Pune: The price of sago increased due to the combined effect of an approximately 20 percent drop in production, a drop in crop due to the unavailability of the forecast price and the increase in demand due to fasting during the months of Shravan. retail at Rs 60 to Rs 62. There has been no increase in the price of sago in the past three years. Due to this, farmers in Salem region of Tamil Nadu are not getting the expected rate, hence the cultivation of sago tubers is less. Moreover, the production of sago tubers was also found to be less in the previous season. So there is a shortage of sago in the market. The month of Shravan starts from today. The demand for sabudana will increase due to the coming of Ganeshotsav and Navratri. Sago boomed due to increased market demand and reduced production. In the wholesale market, medium quality sago was 5,000 quintal, now it has risen to 6,000. Good quality sago was Rs 5,500 to Rs 5,700, now it has risen to Rs 6,400 to Rs 6,500. If a 5% goods and services tax is added to it, consumers will have to pay Rs 60 to Rs 65 depending on the quality of retail purchases. Production for the Marathi people of Salem district Salem in Tamil Nadu and parts of Andhra Pradesh cultivate sago tuber on a large scale. As Andhra Pradesh sago is not of very good quality, this sago is used as starch. As the sago produced in the Salem district is of high quality, the sago produced in the processing industry here is preferentially used for food. Sabudana khichdi, sabudana vada, kheer etc. are mainly eaten in Maharashtra for fasting. Lately, sago is also consumed for fasting in Gujarat and North India. However, its quantity is very less. State merchants also have processing plants in the Salem area. Hence, farmers in Salem grow and process sago tubers only because of the demand from Maharashtra, said Rajesh Shah, a sago trader.

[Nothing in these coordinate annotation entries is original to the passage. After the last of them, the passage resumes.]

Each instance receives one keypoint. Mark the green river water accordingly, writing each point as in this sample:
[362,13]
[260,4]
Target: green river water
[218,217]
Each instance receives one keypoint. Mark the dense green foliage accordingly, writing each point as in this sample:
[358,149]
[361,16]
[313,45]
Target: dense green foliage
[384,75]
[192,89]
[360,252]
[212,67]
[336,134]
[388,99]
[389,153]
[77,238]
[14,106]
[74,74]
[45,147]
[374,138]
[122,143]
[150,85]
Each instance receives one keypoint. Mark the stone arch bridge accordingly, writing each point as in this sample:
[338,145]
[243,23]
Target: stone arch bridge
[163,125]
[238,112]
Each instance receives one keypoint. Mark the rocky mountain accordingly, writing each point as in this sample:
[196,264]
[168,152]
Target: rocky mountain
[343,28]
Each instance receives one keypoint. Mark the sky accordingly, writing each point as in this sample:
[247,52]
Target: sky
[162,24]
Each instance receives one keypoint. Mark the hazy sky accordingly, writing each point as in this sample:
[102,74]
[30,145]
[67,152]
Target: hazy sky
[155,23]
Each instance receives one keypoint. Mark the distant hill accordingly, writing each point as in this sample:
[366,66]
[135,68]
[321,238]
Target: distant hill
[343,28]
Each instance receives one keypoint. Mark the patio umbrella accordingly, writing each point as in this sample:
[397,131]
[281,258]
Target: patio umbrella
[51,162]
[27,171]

The price of sago has increased by Rs 10 per kg due to lower production, increased demand due to the month of Shravan and the 5% GST tax. After Shravan, the demand for fast food will continue thanks to Ganeshotsav and Navratri. Therefore, the price of all fasting foods, including sago, will skyrocket.

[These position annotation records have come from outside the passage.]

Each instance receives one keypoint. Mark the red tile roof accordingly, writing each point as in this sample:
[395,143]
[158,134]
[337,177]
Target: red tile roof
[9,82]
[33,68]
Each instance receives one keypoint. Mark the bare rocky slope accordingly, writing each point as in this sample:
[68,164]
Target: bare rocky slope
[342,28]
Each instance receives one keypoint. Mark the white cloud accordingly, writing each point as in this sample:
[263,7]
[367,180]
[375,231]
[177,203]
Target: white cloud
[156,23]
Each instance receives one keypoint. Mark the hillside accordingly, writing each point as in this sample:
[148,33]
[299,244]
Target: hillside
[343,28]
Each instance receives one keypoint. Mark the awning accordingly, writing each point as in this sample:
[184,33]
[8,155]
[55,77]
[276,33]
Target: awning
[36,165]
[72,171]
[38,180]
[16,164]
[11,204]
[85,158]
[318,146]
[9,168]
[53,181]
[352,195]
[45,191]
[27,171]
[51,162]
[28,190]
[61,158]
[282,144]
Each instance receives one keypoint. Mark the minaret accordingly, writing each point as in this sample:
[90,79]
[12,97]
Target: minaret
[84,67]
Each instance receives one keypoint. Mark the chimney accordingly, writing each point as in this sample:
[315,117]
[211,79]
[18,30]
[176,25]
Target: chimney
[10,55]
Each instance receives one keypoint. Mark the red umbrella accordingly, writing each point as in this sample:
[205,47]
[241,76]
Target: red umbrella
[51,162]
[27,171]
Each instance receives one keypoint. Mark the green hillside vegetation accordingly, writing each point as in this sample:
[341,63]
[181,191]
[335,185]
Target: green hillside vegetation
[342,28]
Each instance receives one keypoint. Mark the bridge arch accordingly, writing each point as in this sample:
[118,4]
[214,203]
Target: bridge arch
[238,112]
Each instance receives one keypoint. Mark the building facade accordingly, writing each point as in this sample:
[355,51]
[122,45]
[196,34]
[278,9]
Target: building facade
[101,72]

– Ashish Dugad, Trader, Pune Market Committee
married, Amaranth has also become expensive
Varai was Rs 95 to Rs 100 per kg last year. Now Varai has gone from Rs 108 to Rs 112 per kg. Due to the non-tampering of varai and its promotion as a nutritious grain, the demand for varai is steadily increasing. Amaranth was so neglected. But now the demand for amaranth is increasing. As a result, amaranth, which was Rs 60 to Rs 70 per kg last year, has now risen to Rs 105 to Rs 108 per kg, said businessman Ashish Dugad.